Date :03-May-2019

FINALLY, diplomacy helped the world take a step forward in its fight against terror when the United Nations proscribed terror mastermind Masood Azhar as a global terrorist. Finally, with smart moves using the UN mechanism, the United States, the United Kingdom, and France were able to push a direct resolution that singled out China whose obstinacy could no longer protect Pakistan from getting officially branded as a home to terrorism. Leave alone a smart play of words -- which is an integral part of diplomacy -- the United Nations Security Council could nail down Pakistan as a culprit of terror game it has been sponsoring for decades. For India -- and for Prime Minister Mr. Narendra Modi -- this is a major diplomatic victory in the sense it could forge meaningful friendship with almost all the nations around the world in general and a few powerful ones in particular.

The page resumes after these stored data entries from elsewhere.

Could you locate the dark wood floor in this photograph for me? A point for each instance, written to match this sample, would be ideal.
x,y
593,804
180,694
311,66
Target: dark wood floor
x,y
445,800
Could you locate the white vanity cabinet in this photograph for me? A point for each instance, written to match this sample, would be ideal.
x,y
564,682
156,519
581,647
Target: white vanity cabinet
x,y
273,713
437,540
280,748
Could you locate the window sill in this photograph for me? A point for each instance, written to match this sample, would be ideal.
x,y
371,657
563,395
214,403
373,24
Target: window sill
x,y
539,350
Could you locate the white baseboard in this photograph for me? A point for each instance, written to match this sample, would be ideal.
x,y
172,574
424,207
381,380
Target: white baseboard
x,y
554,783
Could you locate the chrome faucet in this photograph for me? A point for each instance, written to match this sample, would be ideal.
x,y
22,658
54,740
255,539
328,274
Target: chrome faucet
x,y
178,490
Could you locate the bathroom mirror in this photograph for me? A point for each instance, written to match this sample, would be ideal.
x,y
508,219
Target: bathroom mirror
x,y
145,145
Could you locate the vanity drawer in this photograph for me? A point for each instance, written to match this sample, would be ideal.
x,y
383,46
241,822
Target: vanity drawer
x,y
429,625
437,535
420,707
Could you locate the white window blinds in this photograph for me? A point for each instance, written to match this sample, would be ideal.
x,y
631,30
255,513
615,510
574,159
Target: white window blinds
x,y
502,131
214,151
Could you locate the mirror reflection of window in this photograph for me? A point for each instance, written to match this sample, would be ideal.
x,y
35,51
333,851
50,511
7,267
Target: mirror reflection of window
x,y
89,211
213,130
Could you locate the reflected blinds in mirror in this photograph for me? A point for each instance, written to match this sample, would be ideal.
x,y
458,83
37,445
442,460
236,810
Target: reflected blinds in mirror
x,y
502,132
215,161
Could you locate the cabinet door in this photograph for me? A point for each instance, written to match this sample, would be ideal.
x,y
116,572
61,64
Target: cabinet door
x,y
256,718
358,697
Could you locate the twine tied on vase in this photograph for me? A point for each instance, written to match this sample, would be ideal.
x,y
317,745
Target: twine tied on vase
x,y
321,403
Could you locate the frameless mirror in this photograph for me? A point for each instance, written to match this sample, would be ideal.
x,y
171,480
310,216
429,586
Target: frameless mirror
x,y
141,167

The proscription of Masood Azhar is an outcome of India’s patient, persistent and powerful diplomatic drive. Of course, as is its wont, Pakistan tried a face-saving device by stating that references to Pulwama terror strike or terrorism in Kashmir have been omitted from the UNSC resolution. This is nothing but a nonsensical attempt to hoodwink the gullible public in Pakistan and a few Indian politicians who are sympathetic towards Islamabad. It is unfortunate that a few Indian politicians are still trying to fudge the importance of this diplomatic step forward by the world with India playing a critical role in the whole process. But then, with eyes yellowed with political jaundice, some rotten heads are certainly going to keep talking utter nonsense. Fortunately for India, the common people never buy such a political muck. However, Islamabad has said that it would abide by the UN sanctions on the issue.
Though nobody knows how Pakistan will interpret the sanctions, its leadership has expressed readiness to tag along, at least for the sake of demonstration of its agreement. There may still be some catch in Islamabad’s expressed willingness. But for the record, Islamabad appears cowed down. An important dimension of the development is China’s conduct of its own diplomacy when the world positioned itself against its obstinacy. Beijing realised that it had been isolated on the issue. That was the reason why Beijing’s language sounded as having been toned down a little in a step-by-step manner. The Chinese leadership did not give up its tough exterior for some time, but kept repeating that the Masood Azhar issue would be resolved.
This step-by-step backing down did help China save its face. Finally, it withdrew its “technical hold” on the issue and that cleared the diplomatic logjam. Diplomacy’s best part is the effort to offer every involved party some or the other face-saving route so that withdrawal from an avowed position does not look like a defeat or a slap on the face. Responding to a collective diplomatic endeavour by global players, Beijing, too, expressed its readiness to withdraw the technical hold and agreed to let the direct resolution get through. Very cautiously, Beijing said that it did so only after studying the details.
These developments demonstrate the power of sensible diplomacy in which each party plays its cards relentlessly and advances or backtracks consciously and smartly with a clear idea of face-saving in case things do not go as per plan. This classic model was clearly evident in the Masood Azhar issue right from start. No matter how diplomacy played itself out, it was a bad day for Pakistan when the UN proscribed Masood Azhar as a global terrorist. Islamabad tried its best to protect the terror mastermind, but could not manage it when even China let things go. This must act as a wake up call for Pakistan in actual terms, though expecting it to happen would be foolhardy.